The only way to really get to know someone is to meet them. Chat to them. Strike up an acquaintance. A friendship, even. That is why, as someone I recently read commented, it’s not Father, Son and Holy Scripture. It’s Father, Son and Holy Spirit – and then the Bible.
Dawkins makes the point that what was so distinctive in Jesus was that his teaching didn’t come from just blindly following the scriptures. Jesus appeared to apply a bit of thought. Dawkins is very close to the truth there. In fact, Jesus got it right where so many of the religious leaders were getting it wrong because he knew the Father first. He knew what the book was likely to be saying.
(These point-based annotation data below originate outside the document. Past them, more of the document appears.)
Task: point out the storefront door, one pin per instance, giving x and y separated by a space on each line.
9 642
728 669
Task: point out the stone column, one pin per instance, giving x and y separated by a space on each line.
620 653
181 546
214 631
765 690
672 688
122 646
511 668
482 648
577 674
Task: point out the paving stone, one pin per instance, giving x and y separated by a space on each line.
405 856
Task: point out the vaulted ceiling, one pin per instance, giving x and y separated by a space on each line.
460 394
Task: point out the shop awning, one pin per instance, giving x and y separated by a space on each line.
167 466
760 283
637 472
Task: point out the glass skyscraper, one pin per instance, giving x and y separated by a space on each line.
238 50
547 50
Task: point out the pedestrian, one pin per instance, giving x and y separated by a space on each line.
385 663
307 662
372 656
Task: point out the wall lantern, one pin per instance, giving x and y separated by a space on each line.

I don’t know why those horrible passages are there. I find them repellent and can hardly bear to read them. But I know that like everything else in the Bible, they have to be taken in the context of everything else in the Bible. And you cannot base a morality on the Bible alone, because then you end up with the Inquisition and slavery and holy wars and ... so on. Spirit first, then Scripture – it’s the only way to go.
Concluding thoughts will come in another post, because this is already long enough.
i'm sometimes frustrated by your non-commited attitude when it comes to some of these issues, but i have to say you analysed this one magnificently.
ReplyDeletefantastic analysis of the christian faith, and dawkin's attempt at understanding it.
i won't try to explain the horrid passages, but having read the OT up to the psalms i have to say i've found the God of the OT is nothing but love. :)
Very impressive analysis. I have to say I agree with a lot of what you wrote.
ReplyDeleteWith a bit of prompting Dawkins could have the making of a 'go for it' Christian.
We'll have to see happens though and trust it to God.
A very thought provoking series Ben. I look forward to the final instalment.